# Tips for breeding blue rams?



## guppybreeder! (Sep 22, 2007)

I have a 55 gallon tank that I have a group of 7 blue rams in. I just was wondering if anyone could tell me about how long it will take them to start pairing off and how to tell a pair has formed for sure. I have one that will sit with one other but then I come back and she's still in "her spot" of the tank but with a different fish. Lol she chases all of them.


----------



## mpfsr (Jun 22, 2011)

Rams mature very quickly only a few months. How long will it take to pick a mate? well thats up to the fish theres no time table for that sorry...


----------



## Betta man (Mar 25, 2011)

Well, they should do it shortly.
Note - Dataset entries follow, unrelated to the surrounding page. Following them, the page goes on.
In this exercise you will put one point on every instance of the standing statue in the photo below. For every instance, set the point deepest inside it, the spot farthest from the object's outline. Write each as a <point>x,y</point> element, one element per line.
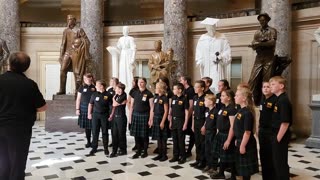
<point>74,53</point>
<point>264,44</point>
<point>123,66</point>
<point>213,53</point>
<point>4,53</point>
<point>159,62</point>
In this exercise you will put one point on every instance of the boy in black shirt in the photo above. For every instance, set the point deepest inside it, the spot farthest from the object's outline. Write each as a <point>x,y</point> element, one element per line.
<point>119,118</point>
<point>178,119</point>
<point>281,121</point>
<point>98,111</point>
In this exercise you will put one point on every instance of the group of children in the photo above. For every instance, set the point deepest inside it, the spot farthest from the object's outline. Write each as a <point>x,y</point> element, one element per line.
<point>222,126</point>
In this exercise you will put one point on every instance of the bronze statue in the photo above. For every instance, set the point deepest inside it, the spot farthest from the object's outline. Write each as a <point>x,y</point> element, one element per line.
<point>74,53</point>
<point>159,62</point>
<point>4,53</point>
<point>264,44</point>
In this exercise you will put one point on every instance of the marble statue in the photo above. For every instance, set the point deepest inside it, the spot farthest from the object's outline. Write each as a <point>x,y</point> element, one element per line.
<point>159,62</point>
<point>123,58</point>
<point>4,54</point>
<point>74,53</point>
<point>264,44</point>
<point>213,53</point>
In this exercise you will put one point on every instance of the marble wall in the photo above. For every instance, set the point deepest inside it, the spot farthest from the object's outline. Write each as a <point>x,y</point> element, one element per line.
<point>43,44</point>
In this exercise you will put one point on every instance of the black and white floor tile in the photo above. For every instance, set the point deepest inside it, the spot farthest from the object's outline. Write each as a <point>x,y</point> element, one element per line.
<point>63,156</point>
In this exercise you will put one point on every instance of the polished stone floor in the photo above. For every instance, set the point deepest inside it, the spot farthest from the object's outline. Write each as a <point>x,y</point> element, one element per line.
<point>63,156</point>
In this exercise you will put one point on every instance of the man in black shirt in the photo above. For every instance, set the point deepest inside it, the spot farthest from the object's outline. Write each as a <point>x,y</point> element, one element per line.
<point>20,101</point>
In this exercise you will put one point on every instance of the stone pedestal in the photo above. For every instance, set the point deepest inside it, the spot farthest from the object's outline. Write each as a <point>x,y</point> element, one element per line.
<point>10,24</point>
<point>92,23</point>
<point>314,139</point>
<point>61,114</point>
<point>176,33</point>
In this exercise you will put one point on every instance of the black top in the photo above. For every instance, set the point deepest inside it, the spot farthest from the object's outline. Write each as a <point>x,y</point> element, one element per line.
<point>101,102</point>
<point>19,99</point>
<point>244,122</point>
<point>198,106</point>
<point>218,101</point>
<point>223,121</point>
<point>189,93</point>
<point>141,101</point>
<point>282,111</point>
<point>178,106</point>
<point>266,111</point>
<point>121,109</point>
<point>86,92</point>
<point>159,102</point>
<point>211,119</point>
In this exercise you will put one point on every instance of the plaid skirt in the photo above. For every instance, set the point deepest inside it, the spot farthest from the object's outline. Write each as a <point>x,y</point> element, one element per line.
<point>247,164</point>
<point>157,133</point>
<point>139,125</point>
<point>226,156</point>
<point>83,120</point>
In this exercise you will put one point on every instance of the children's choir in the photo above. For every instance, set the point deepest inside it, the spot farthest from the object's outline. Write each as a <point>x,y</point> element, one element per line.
<point>222,126</point>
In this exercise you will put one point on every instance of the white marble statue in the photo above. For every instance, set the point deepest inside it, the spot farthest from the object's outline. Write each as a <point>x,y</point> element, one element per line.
<point>213,53</point>
<point>123,58</point>
<point>317,35</point>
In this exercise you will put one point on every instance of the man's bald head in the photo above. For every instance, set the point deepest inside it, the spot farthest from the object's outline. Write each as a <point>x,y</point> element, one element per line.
<point>19,62</point>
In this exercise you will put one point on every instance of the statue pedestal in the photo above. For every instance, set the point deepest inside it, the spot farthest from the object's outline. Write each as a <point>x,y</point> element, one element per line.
<point>314,139</point>
<point>61,114</point>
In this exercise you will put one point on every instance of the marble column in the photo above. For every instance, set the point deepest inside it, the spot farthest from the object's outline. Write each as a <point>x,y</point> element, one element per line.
<point>175,33</point>
<point>92,23</point>
<point>10,24</point>
<point>280,13</point>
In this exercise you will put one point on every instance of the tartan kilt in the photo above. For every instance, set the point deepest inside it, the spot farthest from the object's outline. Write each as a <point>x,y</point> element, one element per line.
<point>157,133</point>
<point>226,156</point>
<point>139,124</point>
<point>247,164</point>
<point>83,120</point>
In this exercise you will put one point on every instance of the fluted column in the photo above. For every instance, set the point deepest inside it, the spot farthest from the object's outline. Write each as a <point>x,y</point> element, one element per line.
<point>176,32</point>
<point>91,22</point>
<point>10,24</point>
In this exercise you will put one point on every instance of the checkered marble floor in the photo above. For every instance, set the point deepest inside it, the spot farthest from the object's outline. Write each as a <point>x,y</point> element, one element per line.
<point>63,156</point>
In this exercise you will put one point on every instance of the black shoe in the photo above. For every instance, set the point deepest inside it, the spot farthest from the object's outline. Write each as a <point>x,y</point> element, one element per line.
<point>156,151</point>
<point>106,152</point>
<point>182,161</point>
<point>200,166</point>
<point>113,154</point>
<point>157,158</point>
<point>174,159</point>
<point>88,145</point>
<point>144,155</point>
<point>136,155</point>
<point>218,176</point>
<point>92,152</point>
<point>163,158</point>
<point>194,163</point>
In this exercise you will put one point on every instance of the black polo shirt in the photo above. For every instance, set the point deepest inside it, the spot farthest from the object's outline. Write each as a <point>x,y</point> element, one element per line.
<point>141,101</point>
<point>266,111</point>
<point>244,122</point>
<point>178,106</point>
<point>159,102</point>
<point>282,111</point>
<point>101,102</point>
<point>189,93</point>
<point>86,92</point>
<point>121,109</point>
<point>198,106</point>
<point>223,121</point>
<point>19,99</point>
<point>211,119</point>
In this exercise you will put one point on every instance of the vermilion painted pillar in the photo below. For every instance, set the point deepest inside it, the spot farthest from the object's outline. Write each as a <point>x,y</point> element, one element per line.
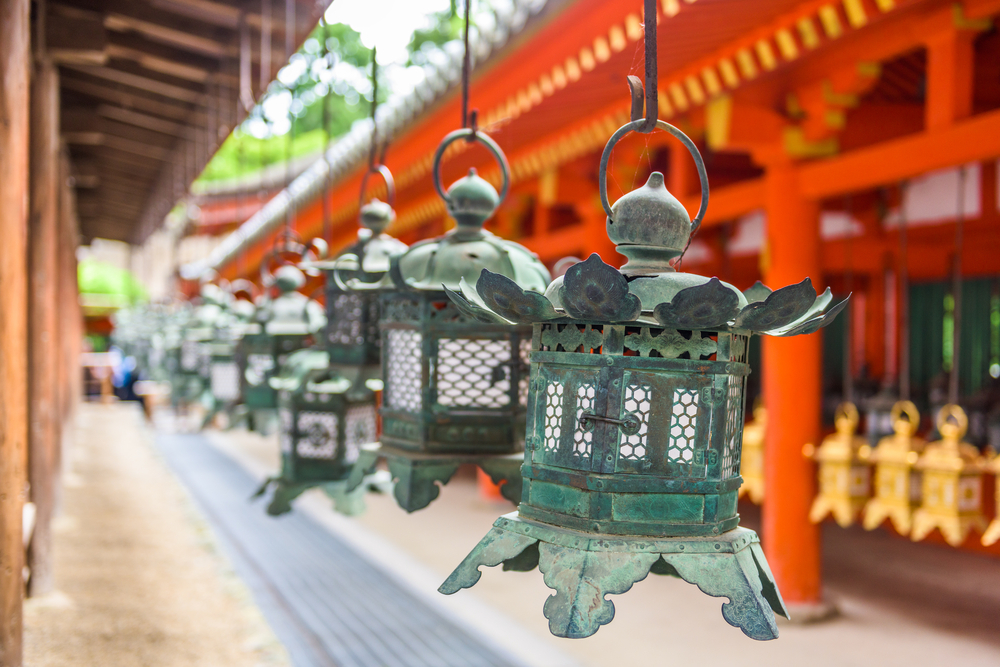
<point>792,393</point>
<point>15,62</point>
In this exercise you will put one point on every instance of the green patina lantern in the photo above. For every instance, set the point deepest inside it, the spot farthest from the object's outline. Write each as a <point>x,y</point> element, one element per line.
<point>193,354</point>
<point>224,378</point>
<point>326,395</point>
<point>287,323</point>
<point>455,388</point>
<point>635,420</point>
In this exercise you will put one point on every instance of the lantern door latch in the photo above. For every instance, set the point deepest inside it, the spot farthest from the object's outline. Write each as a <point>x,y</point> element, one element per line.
<point>629,426</point>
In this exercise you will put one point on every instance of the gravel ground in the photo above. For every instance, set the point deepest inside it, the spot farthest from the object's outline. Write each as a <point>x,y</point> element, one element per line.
<point>139,578</point>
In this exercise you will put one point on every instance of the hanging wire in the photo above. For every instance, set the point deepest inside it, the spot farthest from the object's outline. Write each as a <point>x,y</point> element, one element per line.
<point>469,119</point>
<point>373,149</point>
<point>956,290</point>
<point>904,300</point>
<point>265,44</point>
<point>327,223</point>
<point>289,51</point>
<point>849,321</point>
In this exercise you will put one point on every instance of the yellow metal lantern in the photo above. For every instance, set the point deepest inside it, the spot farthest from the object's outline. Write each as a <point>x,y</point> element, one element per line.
<point>897,482</point>
<point>952,484</point>
<point>844,473</point>
<point>992,533</point>
<point>752,463</point>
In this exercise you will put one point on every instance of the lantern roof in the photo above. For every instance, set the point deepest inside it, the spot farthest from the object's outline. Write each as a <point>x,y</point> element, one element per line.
<point>468,250</point>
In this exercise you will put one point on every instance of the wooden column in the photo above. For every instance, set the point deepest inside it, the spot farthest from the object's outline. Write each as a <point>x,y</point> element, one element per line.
<point>950,77</point>
<point>43,346</point>
<point>792,391</point>
<point>14,73</point>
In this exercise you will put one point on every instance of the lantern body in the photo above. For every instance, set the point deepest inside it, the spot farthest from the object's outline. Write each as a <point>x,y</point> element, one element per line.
<point>454,386</point>
<point>897,482</point>
<point>992,534</point>
<point>951,493</point>
<point>262,354</point>
<point>844,472</point>
<point>634,423</point>
<point>325,415</point>
<point>352,333</point>
<point>752,459</point>
<point>327,403</point>
<point>451,384</point>
<point>673,470</point>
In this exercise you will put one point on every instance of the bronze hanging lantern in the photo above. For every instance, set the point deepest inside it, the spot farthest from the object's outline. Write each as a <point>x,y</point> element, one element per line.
<point>635,418</point>
<point>327,393</point>
<point>287,323</point>
<point>897,481</point>
<point>454,388</point>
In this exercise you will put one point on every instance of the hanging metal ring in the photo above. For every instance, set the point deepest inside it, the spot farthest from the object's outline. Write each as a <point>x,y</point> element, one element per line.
<point>390,184</point>
<point>952,422</point>
<point>290,249</point>
<point>472,135</point>
<point>636,126</point>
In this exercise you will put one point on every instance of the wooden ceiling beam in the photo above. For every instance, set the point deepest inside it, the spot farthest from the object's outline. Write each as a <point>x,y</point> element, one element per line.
<point>146,83</point>
<point>139,119</point>
<point>158,25</point>
<point>175,111</point>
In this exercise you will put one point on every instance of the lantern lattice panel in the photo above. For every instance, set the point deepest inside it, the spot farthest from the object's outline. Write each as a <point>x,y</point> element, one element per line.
<point>583,439</point>
<point>553,416</point>
<point>225,380</point>
<point>360,427</point>
<point>285,432</point>
<point>190,356</point>
<point>403,370</point>
<point>472,372</point>
<point>346,324</point>
<point>683,426</point>
<point>452,383</point>
<point>260,366</point>
<point>317,435</point>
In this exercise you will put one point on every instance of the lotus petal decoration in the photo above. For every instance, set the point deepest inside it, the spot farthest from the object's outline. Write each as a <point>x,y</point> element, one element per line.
<point>707,306</point>
<point>758,292</point>
<point>503,296</point>
<point>475,311</point>
<point>597,292</point>
<point>779,309</point>
<point>814,324</point>
<point>818,307</point>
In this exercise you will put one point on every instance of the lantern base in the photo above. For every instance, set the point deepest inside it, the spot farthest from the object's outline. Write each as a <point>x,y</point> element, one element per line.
<point>954,527</point>
<point>878,510</point>
<point>416,474</point>
<point>263,421</point>
<point>584,567</point>
<point>349,502</point>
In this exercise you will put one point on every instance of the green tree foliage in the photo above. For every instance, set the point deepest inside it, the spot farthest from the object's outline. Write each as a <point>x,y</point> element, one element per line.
<point>338,77</point>
<point>320,80</point>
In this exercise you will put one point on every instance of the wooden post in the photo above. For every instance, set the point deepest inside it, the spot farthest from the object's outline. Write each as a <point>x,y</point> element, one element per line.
<point>792,391</point>
<point>15,65</point>
<point>43,246</point>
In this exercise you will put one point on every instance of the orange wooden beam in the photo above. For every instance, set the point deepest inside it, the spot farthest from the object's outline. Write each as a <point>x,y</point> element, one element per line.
<point>973,140</point>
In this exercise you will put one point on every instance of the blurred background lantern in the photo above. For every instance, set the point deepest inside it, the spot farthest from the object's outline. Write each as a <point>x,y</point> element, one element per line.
<point>951,497</point>
<point>327,394</point>
<point>897,482</point>
<point>992,534</point>
<point>844,471</point>
<point>635,416</point>
<point>287,323</point>
<point>455,387</point>
<point>752,459</point>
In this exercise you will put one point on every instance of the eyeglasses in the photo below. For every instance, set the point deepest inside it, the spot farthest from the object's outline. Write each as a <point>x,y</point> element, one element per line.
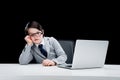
<point>34,34</point>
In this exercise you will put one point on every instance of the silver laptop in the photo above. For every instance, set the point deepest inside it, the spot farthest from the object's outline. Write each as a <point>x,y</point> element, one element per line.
<point>88,54</point>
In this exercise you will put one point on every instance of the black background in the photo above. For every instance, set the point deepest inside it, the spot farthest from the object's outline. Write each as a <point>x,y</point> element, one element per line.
<point>68,22</point>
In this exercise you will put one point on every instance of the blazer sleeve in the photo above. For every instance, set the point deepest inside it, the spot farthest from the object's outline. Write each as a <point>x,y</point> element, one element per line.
<point>61,55</point>
<point>26,56</point>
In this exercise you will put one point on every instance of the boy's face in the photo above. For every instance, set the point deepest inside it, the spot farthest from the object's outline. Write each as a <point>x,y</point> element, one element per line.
<point>35,35</point>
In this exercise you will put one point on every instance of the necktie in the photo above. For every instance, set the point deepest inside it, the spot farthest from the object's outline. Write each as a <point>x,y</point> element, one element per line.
<point>43,51</point>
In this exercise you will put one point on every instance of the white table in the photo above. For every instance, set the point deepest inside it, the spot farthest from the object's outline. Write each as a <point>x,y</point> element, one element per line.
<point>39,72</point>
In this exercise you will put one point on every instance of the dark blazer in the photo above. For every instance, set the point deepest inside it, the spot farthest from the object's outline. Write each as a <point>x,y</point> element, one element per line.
<point>54,51</point>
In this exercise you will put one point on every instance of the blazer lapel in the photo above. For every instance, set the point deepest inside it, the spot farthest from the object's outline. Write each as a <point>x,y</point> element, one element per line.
<point>47,46</point>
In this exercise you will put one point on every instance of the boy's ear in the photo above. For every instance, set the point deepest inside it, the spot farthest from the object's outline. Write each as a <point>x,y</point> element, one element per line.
<point>42,31</point>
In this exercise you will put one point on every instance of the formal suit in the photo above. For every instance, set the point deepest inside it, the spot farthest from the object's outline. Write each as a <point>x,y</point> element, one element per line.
<point>54,52</point>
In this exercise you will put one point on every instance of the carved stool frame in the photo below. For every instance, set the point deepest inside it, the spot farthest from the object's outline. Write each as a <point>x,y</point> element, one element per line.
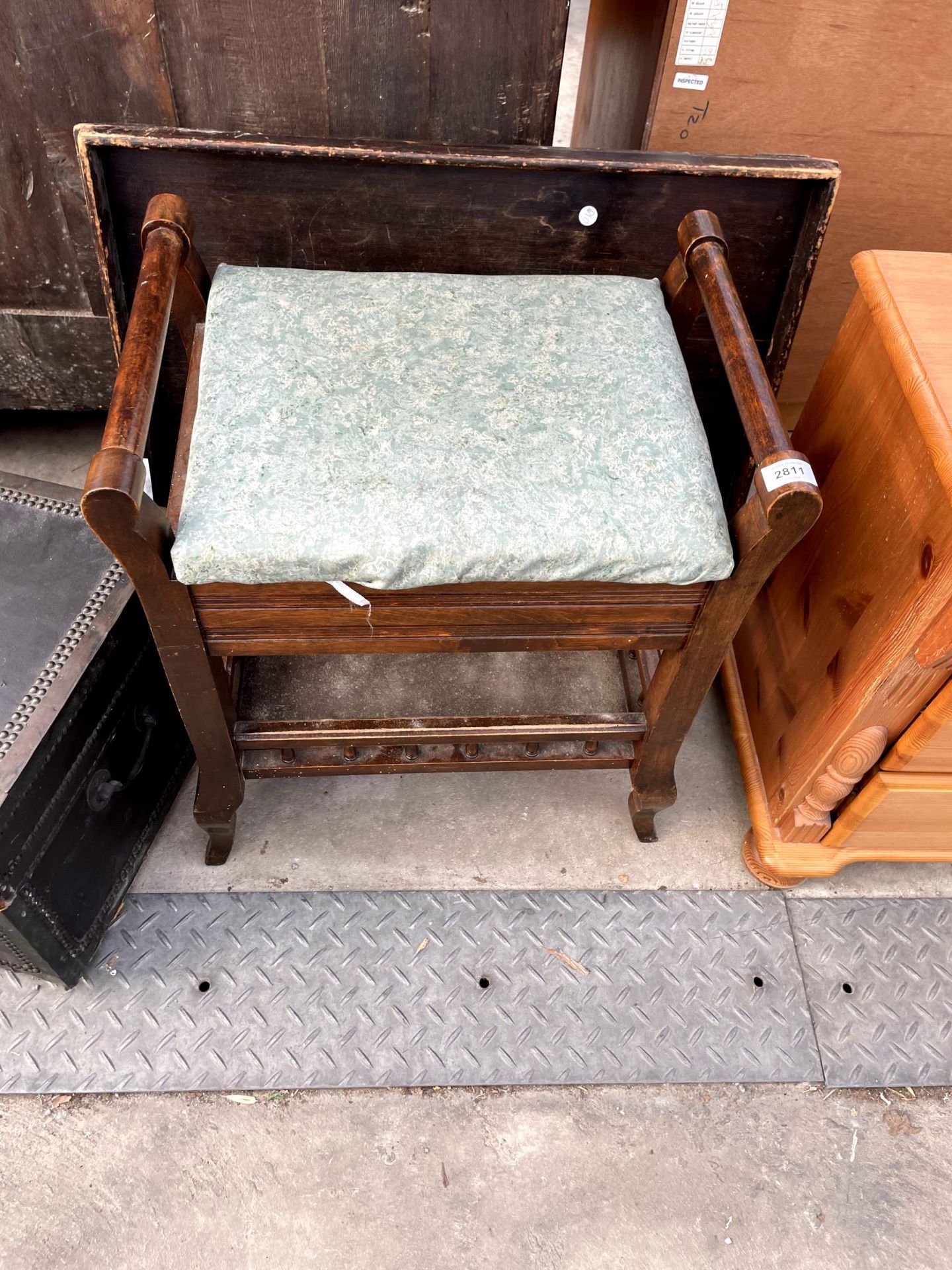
<point>670,640</point>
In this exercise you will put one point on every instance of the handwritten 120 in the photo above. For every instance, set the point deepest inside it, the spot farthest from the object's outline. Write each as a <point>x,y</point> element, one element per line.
<point>695,117</point>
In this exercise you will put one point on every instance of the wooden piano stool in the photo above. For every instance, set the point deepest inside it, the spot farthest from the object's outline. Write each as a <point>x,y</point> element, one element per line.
<point>159,198</point>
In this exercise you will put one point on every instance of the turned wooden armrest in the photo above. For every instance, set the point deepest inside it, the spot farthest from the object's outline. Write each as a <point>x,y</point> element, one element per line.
<point>172,277</point>
<point>699,277</point>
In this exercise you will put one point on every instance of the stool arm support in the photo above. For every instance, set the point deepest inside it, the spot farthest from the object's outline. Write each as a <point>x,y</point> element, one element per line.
<point>165,251</point>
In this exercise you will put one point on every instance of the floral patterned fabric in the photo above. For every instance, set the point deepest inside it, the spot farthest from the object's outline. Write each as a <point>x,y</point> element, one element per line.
<point>405,429</point>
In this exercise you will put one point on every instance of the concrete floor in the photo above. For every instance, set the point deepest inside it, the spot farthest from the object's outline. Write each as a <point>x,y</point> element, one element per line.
<point>655,1177</point>
<point>545,1179</point>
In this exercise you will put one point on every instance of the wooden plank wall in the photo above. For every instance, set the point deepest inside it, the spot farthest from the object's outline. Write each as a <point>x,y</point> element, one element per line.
<point>436,70</point>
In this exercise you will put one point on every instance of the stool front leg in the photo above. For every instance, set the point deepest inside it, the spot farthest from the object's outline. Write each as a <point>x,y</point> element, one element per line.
<point>764,529</point>
<point>140,536</point>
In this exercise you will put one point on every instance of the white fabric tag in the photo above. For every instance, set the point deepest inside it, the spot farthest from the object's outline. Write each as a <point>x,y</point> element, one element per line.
<point>787,472</point>
<point>349,593</point>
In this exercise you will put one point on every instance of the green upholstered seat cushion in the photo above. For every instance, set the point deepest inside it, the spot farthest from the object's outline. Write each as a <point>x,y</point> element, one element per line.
<point>405,429</point>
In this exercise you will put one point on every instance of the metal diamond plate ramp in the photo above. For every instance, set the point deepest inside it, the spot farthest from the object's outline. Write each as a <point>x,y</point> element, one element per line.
<point>879,977</point>
<point>314,990</point>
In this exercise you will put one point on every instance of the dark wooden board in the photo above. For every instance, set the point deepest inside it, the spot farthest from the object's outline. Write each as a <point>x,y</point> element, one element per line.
<point>311,205</point>
<point>481,73</point>
<point>63,360</point>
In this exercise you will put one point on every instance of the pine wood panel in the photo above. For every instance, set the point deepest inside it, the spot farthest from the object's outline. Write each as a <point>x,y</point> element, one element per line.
<point>926,746</point>
<point>855,629</point>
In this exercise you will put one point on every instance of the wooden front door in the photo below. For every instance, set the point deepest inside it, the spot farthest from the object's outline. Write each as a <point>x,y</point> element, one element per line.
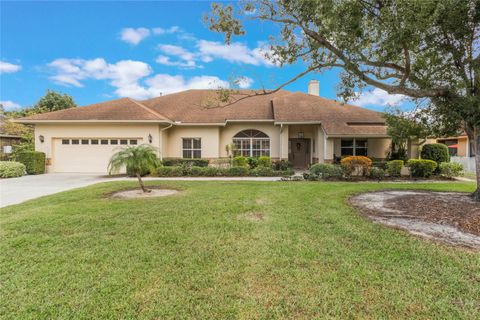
<point>300,153</point>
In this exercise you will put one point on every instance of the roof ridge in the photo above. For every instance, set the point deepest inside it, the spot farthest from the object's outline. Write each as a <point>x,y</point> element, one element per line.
<point>148,109</point>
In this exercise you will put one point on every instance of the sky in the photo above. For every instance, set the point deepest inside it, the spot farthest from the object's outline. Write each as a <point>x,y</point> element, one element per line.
<point>98,51</point>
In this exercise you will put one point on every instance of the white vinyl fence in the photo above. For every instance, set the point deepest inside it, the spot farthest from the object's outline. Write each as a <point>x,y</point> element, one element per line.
<point>467,162</point>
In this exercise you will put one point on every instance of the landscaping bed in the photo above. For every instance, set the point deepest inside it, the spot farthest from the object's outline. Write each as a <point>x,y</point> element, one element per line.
<point>449,217</point>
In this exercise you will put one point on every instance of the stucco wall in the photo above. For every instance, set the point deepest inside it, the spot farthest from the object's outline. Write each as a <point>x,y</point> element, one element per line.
<point>54,132</point>
<point>231,129</point>
<point>208,134</point>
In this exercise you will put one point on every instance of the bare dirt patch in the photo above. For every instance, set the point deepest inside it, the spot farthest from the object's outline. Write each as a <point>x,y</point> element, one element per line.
<point>254,216</point>
<point>449,217</point>
<point>139,194</point>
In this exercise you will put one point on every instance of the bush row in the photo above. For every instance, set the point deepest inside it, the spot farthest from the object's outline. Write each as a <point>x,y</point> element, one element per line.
<point>194,171</point>
<point>11,169</point>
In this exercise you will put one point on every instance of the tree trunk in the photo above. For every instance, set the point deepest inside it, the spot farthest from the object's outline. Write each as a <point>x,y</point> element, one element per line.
<point>140,181</point>
<point>476,143</point>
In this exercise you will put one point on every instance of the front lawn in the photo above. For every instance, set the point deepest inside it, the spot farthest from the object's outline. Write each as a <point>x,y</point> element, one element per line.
<point>224,250</point>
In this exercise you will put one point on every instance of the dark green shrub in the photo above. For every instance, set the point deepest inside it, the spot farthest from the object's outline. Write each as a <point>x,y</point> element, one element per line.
<point>437,152</point>
<point>262,171</point>
<point>327,171</point>
<point>11,169</point>
<point>281,165</point>
<point>421,168</point>
<point>451,169</point>
<point>237,171</point>
<point>265,161</point>
<point>252,162</point>
<point>176,171</point>
<point>34,161</point>
<point>240,161</point>
<point>172,162</point>
<point>394,168</point>
<point>378,173</point>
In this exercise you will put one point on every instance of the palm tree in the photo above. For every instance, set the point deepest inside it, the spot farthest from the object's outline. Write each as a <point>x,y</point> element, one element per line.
<point>137,159</point>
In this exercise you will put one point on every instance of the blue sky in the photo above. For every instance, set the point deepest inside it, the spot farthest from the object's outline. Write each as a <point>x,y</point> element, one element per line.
<point>97,51</point>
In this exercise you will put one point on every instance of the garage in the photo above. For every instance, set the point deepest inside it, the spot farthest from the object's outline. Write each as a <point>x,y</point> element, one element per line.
<point>86,154</point>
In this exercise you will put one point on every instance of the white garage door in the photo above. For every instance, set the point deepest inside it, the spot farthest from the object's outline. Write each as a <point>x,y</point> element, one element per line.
<point>86,154</point>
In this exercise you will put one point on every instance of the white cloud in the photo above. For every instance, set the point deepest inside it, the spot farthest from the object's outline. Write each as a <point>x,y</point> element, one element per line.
<point>235,52</point>
<point>379,97</point>
<point>162,31</point>
<point>130,78</point>
<point>134,36</point>
<point>6,67</point>
<point>244,82</point>
<point>9,105</point>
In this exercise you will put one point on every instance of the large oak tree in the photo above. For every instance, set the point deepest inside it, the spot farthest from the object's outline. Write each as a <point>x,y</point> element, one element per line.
<point>427,50</point>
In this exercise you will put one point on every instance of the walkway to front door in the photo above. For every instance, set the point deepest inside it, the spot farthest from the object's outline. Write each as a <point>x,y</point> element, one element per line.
<point>300,153</point>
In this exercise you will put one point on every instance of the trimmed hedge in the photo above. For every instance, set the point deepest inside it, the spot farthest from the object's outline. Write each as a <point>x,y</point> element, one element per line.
<point>394,168</point>
<point>451,169</point>
<point>172,162</point>
<point>437,152</point>
<point>240,161</point>
<point>421,168</point>
<point>34,161</point>
<point>11,169</point>
<point>327,171</point>
<point>356,164</point>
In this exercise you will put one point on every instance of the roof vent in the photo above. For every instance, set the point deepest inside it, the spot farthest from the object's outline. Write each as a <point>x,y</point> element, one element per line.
<point>314,88</point>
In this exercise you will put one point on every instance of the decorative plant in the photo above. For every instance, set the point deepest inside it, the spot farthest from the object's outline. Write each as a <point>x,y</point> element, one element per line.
<point>137,159</point>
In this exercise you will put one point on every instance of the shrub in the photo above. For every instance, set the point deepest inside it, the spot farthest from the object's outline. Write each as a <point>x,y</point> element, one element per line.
<point>167,171</point>
<point>252,162</point>
<point>394,168</point>
<point>240,161</point>
<point>172,162</point>
<point>378,173</point>
<point>237,171</point>
<point>451,169</point>
<point>437,152</point>
<point>326,171</point>
<point>421,168</point>
<point>11,169</point>
<point>281,165</point>
<point>358,165</point>
<point>264,161</point>
<point>34,161</point>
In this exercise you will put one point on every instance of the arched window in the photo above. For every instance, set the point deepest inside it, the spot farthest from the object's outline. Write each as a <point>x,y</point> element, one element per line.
<point>251,143</point>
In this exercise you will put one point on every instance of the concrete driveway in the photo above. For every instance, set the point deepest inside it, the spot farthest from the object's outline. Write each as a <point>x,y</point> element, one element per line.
<point>16,190</point>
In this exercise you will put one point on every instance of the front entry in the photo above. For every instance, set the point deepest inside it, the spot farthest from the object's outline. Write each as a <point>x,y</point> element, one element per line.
<point>299,153</point>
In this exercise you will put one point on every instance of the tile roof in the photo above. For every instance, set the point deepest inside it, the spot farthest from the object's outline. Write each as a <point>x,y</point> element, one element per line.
<point>201,106</point>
My bro cichlid dude should be able to help you... Try sending him a message.


----------



## ZebraDanio12 (Jun 17, 2011)

Okay...This comment is not about blue rams(SORRY!) but I noticed you sell blue cobra guppies. I've been looking evrywhere for them! They are my favorite~ If you will ship to South Carolina I'd be interested in buying.


----------



## platies pwn (Nov 29, 2010)

ZebraDanio12 said:


> Okay...This comment is not about blue rams(SORRY!) but I noticed you sell blue cobra guppies. I've been looking evrywhere for them! They are my favorite~ If you will ship to South Carolina I'd be interested in buying.


Haven't you ever heard of a pm?


----------



## ZebraDanio12 (Jun 17, 2011)

platies pwn said:


> Haven't you ever heard of a pm?


Yeah...i thought about that right after i posted. again sorry! dont yell at me im a dumbbutt.


----------



## emc7 (Jul 23, 2005)

When one pair has a good chunk of territory and no other fish are allowed over an invisible line, you have a pair. In the aquarium, you can also get weird stuff like one male with 2 or 3 females each with their own spots and he commutes. 

Ram tips: warm water. 84F like discus, clean and soft. Live blackworms if you can get them to condition the parents. A very small live food for the fry. Mine did well on microworms.


----------



## lohachata (Jan 27, 2006)

WOW !!!! betta man...i didn't know that cichlid dude was your brother...


----------



## Betta man (Mar 25, 2011)

lol, it was a secret for a while!


----------



## Betta man (Mar 25, 2011)

it was his ram that I posted about. It's where I learned about rams. He also introduced me to this forum.


----------



## FlyFish (Nov 21, 2010)

Thanks for sharing!


----------



## guppybreeder! (Sep 22, 2007)

thanks everyone!! tons of help! hope to start seeing some spawning soon!


----------



## lohachata (Jan 27, 2006)

by the way betta man....the term is "brother" not bro.......unless you are black....


----------



## Betta man (Mar 25, 2011)

bro brother what ever... Bro is shorter and easier to type.


----------



## Cody7489 (Feb 24, 2012)

I am new to this forum, but after reading everyone's unnecessary, almost rude, comments to someone who is using this forum for help, I may just opt out of this.. ::ridiculous::


----------